The boardroom showdowns are more cringeworthy than ever in 2019 (BBC)

And colleague Karren, 50 – made Baroness Brady in 2014 – has revealed that the presenting trio have a pact. “If Alan goes both Claude and I would too,” she said. “We’re a pack.”

Lord Sugar also revealed he admires his old counterpart on the US Apprentice Donald Trump – now President – despite welching on a deal with him.

“He told me he was going to pay for a meal for me at his Key Largo gaffe,” he revealed. “He did not pay for it. I was after a freebie, why not?

“It’s one of his many lies and promises like ‘I’m going to build a wall. I’m going to stop people coming into the country.’ Anyway I paid. It doesn’t matter.’

Lord Sugar – married to former hairdresser Lady Ann for 51 years – added: “He’s hilarious. Ann and I love him.

“When we’re in America we watch CNN non-stop. Only in America can somebody like him succeed. It’ unbelievable.”
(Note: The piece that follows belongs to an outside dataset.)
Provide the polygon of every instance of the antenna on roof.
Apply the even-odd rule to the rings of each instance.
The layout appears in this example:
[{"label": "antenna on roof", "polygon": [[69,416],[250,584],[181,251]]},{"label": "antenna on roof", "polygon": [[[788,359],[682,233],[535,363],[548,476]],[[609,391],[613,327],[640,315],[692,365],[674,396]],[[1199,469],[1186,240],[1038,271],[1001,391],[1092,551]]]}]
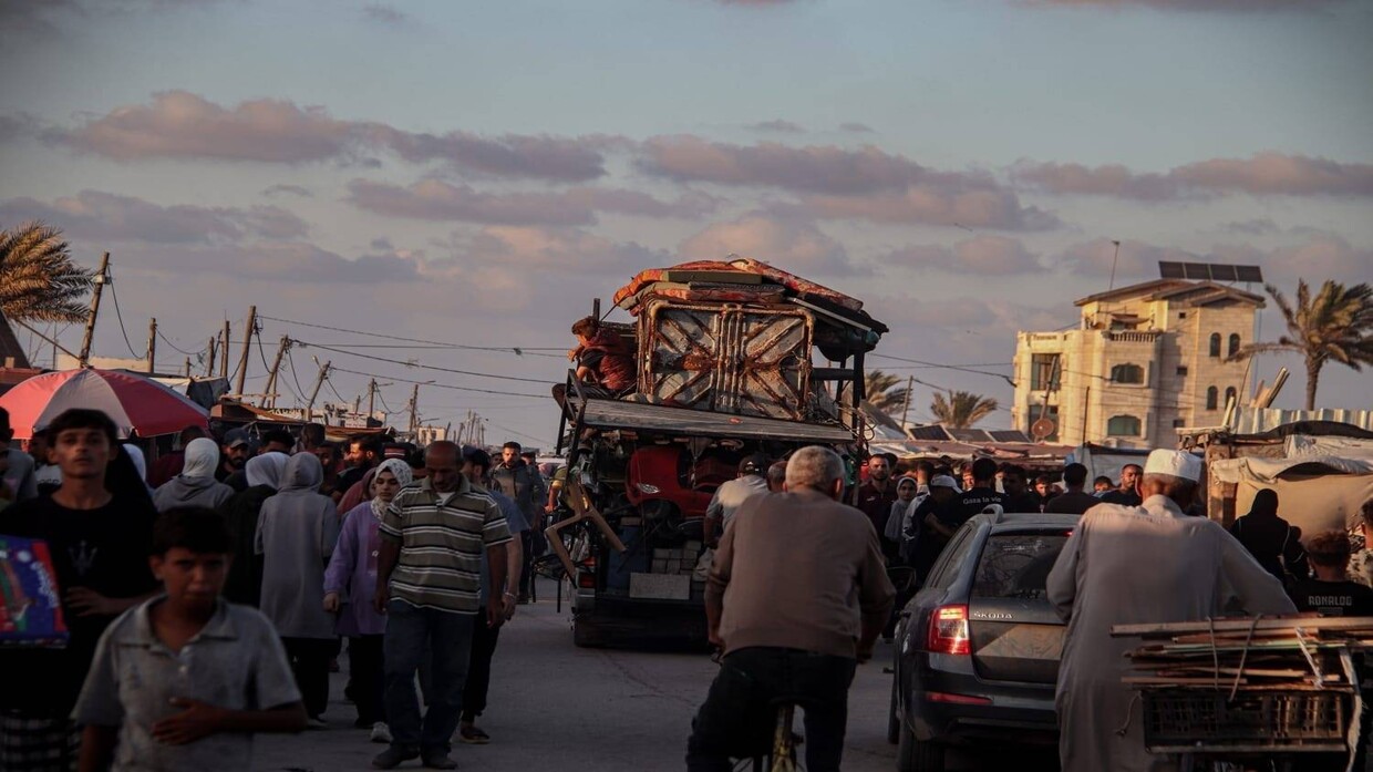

  • The Apprentice, BBC1 Weds 9pm

Meet the six new business flop candidates

Six of the 16 wannabes in this year’s Apprentice have already tasted failure, we can reveal.

Birmingham engineer Shahin Hassan, 36, was behind three companies which folded recently. His machine rentals firm shut in June with a £27,582 loss.

Shahin Hassan's linen hire firm reportedly owes debts of almost half a million pounds (PA)

Bay Laundry made just £1,233 in its first year. Diamond Parul Nivas, which he owns 25 per cent of, made £4,346 but owes creditors £465,491.

Pillow salesman Thomas Skinner, 28 – a former Essex paperboy who says he’s “streetwise” – had one firm Essex Furniture. Companies House says it shut in 2015.

The Apprentice's Thomas Skinner was in hot water over handling £40K of stolen goods (PA)

He said: “I’m always having a go at new businesses and trying different ideas.

“And you’ve got to take the rough with the smooth. Not every company can be successful but that’s business. If it was easy, everyone would be doing it. I thought God loved a trier?”

(PA)

Scarlett Allen-Horton, 32, quit as a director of West Midlands recruiter Clement Pierce Ltd 15 months before it shut. Her own firm Harper Fox Partners had just £1,700 this year.

Paralympian Souleyman Bah, 20, from South West London, ran Shield Fitness Limited for 18 months. It was dissolved after a compulsory strike off last February.

Souleyman Bah is no stranger to reality TV - the Apprentice hopeful also starred in Channel 4's Undateables (PA)
(PA)

Women’s wear consultant Ryan-Mark Parsons, 19, from South East London set up Luxury Consultancy Limited in December 2018, but it closed six months later.

(PA)

Events manager Riyonn Farsad, 31, saw three firms shut – movie maker Swappsies, a games firm Riyonn and Middle Eastern Kitchen, which the Londoner relaunched.